Keystone Species: How Predators Create Abundance and Stability
Wolves, bears, otters, starfish — these ecosystem engineers affect nature in overt yet surprisingly subtle ways.
Long reviled as beasts of waste and desolation, wolves — along with other keystone predators — actually bring ecological stability to the habitats in which they live.
But not every bear.
Very large, very fresh paw prints on the trail in front of me said at least one grizzly wasn’t ready to call it quits for the year.
Sleeping in underground dens keeps bears safe and insulated through the snow-smothered months while they live off reserves of fat. The biggest and most powerful ones — adult male grizzlies — sometimes leave their hidden chambers to roam about during midwinter thaws. Before, few naturalists realized these heavy-bodied bears could stay out through much colder conditions as long as they were able to take in more energy from food than they burned trying to find it. Then wolves returned to the American West.

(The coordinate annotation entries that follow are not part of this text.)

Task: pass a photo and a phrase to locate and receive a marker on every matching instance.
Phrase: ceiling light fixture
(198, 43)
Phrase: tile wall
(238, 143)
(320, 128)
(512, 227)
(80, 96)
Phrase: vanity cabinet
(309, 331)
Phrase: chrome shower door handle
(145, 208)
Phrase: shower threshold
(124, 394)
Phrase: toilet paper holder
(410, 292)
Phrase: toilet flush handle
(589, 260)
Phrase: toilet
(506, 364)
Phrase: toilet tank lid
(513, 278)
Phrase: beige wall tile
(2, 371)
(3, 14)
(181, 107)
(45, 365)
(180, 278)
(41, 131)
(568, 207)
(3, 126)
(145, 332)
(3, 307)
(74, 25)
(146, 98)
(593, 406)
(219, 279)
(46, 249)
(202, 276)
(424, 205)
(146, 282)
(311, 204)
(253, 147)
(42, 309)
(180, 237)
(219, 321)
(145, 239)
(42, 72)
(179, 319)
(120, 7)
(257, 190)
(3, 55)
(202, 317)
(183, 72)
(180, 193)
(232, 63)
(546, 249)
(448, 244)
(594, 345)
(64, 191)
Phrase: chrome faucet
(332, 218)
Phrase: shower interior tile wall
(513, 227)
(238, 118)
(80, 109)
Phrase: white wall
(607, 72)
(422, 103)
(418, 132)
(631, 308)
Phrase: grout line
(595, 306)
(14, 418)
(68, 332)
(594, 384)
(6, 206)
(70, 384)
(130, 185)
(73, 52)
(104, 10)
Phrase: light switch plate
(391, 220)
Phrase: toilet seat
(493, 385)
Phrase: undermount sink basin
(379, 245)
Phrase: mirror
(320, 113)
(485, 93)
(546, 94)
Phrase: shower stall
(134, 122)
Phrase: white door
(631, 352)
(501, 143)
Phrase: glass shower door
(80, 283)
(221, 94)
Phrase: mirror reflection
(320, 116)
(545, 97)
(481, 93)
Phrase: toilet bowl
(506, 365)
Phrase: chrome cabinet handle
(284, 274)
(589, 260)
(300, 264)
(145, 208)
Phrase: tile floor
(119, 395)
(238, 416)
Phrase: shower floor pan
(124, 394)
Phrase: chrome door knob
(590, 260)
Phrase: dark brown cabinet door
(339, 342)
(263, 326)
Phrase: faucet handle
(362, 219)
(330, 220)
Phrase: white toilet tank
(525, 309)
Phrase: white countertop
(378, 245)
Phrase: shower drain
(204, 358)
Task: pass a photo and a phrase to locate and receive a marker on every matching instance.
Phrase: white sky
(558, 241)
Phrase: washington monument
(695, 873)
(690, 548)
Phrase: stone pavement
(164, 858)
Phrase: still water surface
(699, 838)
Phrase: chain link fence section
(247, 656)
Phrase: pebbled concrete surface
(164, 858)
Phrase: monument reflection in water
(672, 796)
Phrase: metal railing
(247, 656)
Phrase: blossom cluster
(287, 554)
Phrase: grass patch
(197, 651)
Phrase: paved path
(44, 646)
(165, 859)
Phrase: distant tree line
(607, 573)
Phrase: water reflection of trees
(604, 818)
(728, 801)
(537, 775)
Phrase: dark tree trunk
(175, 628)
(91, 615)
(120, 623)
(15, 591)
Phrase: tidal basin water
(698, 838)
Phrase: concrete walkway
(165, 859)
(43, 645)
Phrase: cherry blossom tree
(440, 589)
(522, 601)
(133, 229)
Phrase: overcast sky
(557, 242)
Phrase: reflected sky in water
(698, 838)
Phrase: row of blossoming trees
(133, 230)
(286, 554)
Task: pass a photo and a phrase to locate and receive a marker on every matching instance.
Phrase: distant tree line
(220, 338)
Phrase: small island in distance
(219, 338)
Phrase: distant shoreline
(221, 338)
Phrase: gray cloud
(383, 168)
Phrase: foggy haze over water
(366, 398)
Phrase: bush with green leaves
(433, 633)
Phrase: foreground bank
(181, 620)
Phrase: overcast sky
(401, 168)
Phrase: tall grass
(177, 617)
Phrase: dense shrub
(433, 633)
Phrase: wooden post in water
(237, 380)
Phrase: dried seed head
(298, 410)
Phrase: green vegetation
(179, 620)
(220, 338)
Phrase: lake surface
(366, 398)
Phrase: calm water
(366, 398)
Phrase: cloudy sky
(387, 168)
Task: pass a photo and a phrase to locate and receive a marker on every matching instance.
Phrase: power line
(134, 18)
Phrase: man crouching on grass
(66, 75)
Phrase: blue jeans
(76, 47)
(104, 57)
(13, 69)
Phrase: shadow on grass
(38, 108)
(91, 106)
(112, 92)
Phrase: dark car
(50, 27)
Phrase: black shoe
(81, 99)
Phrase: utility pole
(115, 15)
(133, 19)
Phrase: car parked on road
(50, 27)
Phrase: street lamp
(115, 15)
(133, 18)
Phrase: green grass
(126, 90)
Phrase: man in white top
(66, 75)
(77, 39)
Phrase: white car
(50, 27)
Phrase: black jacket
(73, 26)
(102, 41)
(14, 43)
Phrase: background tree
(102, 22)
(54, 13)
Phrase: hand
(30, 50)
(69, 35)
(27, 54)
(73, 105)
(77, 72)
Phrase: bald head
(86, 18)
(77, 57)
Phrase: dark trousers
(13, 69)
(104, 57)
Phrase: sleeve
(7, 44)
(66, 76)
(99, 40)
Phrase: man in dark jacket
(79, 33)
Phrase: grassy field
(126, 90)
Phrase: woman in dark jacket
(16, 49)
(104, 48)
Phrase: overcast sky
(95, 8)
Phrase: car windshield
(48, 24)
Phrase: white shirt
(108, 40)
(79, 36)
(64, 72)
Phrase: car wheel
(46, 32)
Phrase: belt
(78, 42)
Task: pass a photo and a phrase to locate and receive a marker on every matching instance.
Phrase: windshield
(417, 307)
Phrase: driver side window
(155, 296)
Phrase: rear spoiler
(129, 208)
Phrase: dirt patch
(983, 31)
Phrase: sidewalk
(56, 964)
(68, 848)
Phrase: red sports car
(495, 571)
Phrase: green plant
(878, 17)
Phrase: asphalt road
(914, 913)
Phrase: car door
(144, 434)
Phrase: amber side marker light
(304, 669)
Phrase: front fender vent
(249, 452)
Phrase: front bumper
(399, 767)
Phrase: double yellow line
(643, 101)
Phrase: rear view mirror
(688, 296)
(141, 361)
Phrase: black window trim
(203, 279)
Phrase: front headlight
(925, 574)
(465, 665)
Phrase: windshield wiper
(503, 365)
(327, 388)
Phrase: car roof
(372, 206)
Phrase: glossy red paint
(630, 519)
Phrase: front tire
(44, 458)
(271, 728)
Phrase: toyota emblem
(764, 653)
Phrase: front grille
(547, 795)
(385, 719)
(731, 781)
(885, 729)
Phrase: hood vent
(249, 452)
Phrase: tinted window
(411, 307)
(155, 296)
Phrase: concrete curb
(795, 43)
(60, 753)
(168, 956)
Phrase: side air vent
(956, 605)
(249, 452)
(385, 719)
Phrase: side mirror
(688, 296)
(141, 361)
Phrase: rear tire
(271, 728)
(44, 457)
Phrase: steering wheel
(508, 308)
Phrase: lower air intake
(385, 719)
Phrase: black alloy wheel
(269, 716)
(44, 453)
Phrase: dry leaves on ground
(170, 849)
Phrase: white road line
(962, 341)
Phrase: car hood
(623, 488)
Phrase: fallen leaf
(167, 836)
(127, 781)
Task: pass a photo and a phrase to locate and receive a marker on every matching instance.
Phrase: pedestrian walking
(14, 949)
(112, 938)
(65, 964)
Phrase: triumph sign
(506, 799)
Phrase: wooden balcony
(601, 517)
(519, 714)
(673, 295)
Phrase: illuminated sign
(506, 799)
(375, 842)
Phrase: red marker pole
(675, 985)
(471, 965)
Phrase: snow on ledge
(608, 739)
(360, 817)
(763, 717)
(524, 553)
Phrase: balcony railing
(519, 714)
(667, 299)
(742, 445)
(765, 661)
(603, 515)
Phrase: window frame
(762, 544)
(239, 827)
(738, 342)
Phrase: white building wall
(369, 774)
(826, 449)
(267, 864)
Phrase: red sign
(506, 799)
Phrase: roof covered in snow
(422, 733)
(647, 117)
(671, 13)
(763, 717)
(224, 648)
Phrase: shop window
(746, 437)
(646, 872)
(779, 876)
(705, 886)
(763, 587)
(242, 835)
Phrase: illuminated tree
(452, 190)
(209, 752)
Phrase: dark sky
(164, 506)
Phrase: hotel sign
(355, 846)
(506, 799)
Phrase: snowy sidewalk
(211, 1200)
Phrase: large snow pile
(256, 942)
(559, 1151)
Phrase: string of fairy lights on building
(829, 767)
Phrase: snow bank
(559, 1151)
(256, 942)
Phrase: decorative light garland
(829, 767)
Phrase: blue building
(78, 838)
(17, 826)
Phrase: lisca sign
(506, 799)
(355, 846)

The Food Web Surrounding Wolves
After an absence of half a century, wolves came back to Glacier during the 1980s, trotting across the border from neighboring Canadian wildlands. Suddenly, this Rocky Mountain landscape held more carcasses of deer, elk and moose, and those of us who frequented the slopes began to discover a few scavenging grizzlies later and later into the frozen season. One valley, with prime wintering grounds for hoofed herds, hosts a big male silvertip grizzly that I’m not sure ever holes up to snooze anymore.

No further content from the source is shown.